AK Parti döneminin en tarihî ve stratejik dış politika hamlelerinden beri, Türkiye'nin köhne bir devlet politikasını değiştirmek oldu.
Bu hamle ile Türkiye sınırında yaşanan de facto bir değişime kendini adapte etti ve bölgede önemli bir müttefik, hamle alanı ve güç kazandı.
Birinci Körfez müdahalesinden sonra, zaten yapay bir devlet olarak kurulmuş Irak'ın varmış gibi yapılan toprak bütünlüğü geri dönülemez bir seyre girdi. Baba George Bush, Kuveyt'i Saddam işgalinden kurtardıktan sonra müdahaleyi kesti. O sırada Saddam'a karşı isyan eden Şiilerin Saddam'ı tümden devirme stratejisini desteklemedi.
Ancak uçuşa yasak bölge ilanı, Irak'ın kuzeyinde Saddam'ın demir yumruğunu hep tepesinde hissetmiş mazlum Irak Kürtleri için bir umut oldu. Bu bölgede artık Saddam değil, Barzani ve Talabani aileleri de facto egemen oldu.
Irak Kürtleri ile iyi ilişkiler kurma vizyonuna merhum Turgut Özal sahipti. Ancak yönettiği devletin bürokrasisi için Özal fazla çevik, stratejik ve liberaldi. Özal, Irak Kürtlerini bölgesel bir müttefik olarak benimsemenin Türkiye'nin lehine olduğunu düşünürken devlet kademesinde yalnızdı. Dönemin Kemalistleri sadece devlet kademesinde değil, kamuoyunda da bu fikri linç ediyordu. Uğur Mumcu'dan, Emin Çölaşan'a dönemin birçok etkili yazarı Türkiye'de Irak Kürtlerine karşı sebepsiz bir nefret ve endişe körüklüyordu.

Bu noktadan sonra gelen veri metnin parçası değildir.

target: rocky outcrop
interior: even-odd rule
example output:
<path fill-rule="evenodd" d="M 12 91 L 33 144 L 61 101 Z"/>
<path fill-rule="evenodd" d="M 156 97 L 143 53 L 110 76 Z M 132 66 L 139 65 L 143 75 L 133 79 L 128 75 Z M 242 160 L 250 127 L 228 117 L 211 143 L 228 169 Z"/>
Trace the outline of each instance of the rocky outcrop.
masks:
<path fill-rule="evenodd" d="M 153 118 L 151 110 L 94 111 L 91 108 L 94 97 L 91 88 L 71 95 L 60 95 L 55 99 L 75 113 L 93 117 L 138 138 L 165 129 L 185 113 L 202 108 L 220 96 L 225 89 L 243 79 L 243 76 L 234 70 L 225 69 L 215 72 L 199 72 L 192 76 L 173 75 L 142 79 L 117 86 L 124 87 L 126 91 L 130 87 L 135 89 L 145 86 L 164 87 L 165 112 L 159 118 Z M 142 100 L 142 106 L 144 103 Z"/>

Sağduyu ise geç olsa da güç olmadan hâkim oldu.
AK Parti iktidara geldiğinde, bu arkaik bakışa artık yer yoktu. Türkiye ile Irak Bölgesel Kürdistan Yönetimi arasında siyasi, ekonomik, güvenlik ekseninde önemli bir ittifakın çimentosu atılıyordu.
Bu ittifakı herkes hoş karşılamadı.
Örneğin, Obama yönetimi Türkiye'nin Barzani hükûmeti ile yaptığı enerji anlaşmasından ne kadar gayrimemnun olduğunu saklamadı. Türkiye ve Irak Kürtleri açısından epey kârlı olan bu anlaşma, ABD'nin işine gelmemişti.
Veya İran… Türkiye ile Barzani hükûmeti arasındaki ittifak hem İran'ı, hem de kuklası Bağdat hükûmetini son derece rahatsız etti. Bu ittifakı itibarsızlaştırmak için elinden geleni yapan İran, taşeronları üzerinden Barzani'yi devirmeye bile çalıştı.
Ve elbette PKK… Barzani iktidarından en az Türkiye devletinden ettiği kadar nefret eden PKK, bu işten hiç hoşlanmadı. Bölgesel iki düşmanının dostluğu PKK için kötü haber demekti.
Tablo ortada iken, insan sormadan edemiyor:
Türkiye-Irak Bölgesel Kürdistan Yönetimi ittifakından kimler rahatsız?
Türk milliyetçileri mi? Yoksa Türkiye'nin millî menfaatlerini tehlike görenler mi?